The Wastes were a sea of shadows beneath me. The wind rushed by to the beat of Noivern’s powerful wings, carrying me either to the future I hoped for or utter despair. More than a decade had gone by since I’d seen my wife. Even if it hadn’t been that long subjectively for me, there was weight in the knowledge. Seeing Boffin and Brenys again had more than made the point of how much had changed.
Crossing the Wastes on foot took at least three days if you were willing to go with very little rest and a good hiking pace. The waystations had been built about twenty miles apart, so a platoon of soldiers on the march could conceivably make it from one to the next in a single day. It was impossible to be sure exactly how fast my wyvern could fly, probably not as fast as if he hadn’t been burdened by a man in full metal gear on his back, but it got me where I was going.

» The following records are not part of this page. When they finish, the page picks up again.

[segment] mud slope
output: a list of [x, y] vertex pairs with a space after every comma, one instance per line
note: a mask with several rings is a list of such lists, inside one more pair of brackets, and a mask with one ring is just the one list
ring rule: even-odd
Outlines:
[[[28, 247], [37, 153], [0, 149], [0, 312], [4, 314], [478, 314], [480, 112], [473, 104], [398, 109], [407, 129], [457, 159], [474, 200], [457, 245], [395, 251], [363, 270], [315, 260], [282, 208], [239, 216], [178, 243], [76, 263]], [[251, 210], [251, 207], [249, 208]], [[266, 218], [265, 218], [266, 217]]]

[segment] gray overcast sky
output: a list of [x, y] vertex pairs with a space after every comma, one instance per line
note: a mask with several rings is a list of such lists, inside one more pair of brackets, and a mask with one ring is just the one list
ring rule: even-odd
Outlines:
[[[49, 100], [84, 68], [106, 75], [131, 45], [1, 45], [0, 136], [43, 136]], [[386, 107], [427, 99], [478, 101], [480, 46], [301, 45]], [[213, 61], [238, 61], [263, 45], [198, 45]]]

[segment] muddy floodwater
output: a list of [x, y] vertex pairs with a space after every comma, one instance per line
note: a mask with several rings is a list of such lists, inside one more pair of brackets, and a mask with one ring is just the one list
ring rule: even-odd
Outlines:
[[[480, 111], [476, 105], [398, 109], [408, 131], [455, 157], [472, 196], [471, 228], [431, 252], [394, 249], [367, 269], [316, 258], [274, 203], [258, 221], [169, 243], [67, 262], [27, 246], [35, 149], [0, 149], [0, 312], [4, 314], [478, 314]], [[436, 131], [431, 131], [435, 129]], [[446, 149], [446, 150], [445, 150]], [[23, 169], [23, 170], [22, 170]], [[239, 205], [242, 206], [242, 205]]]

The warm air from the sand filled his wide, leathery wings and allowed us to soar across the Wastes in a single night. The clouds that rose from Mount Doom didn’t extend past the sands, which meant I’d had to spend several hours waiting for the sun to set before it was safe for Noivern to fly again. It gave him a chance to rest, but I couldn’t, so I’d passed the time pacing and second-guessing myself.
I was a free man, given magic to wield and a kingdom to command, but a part of me felt like I was still in a holding cell. A lot of life in prison is just sitting and waiting, whether for the next meal, the next letter, or the results of a parole hearing.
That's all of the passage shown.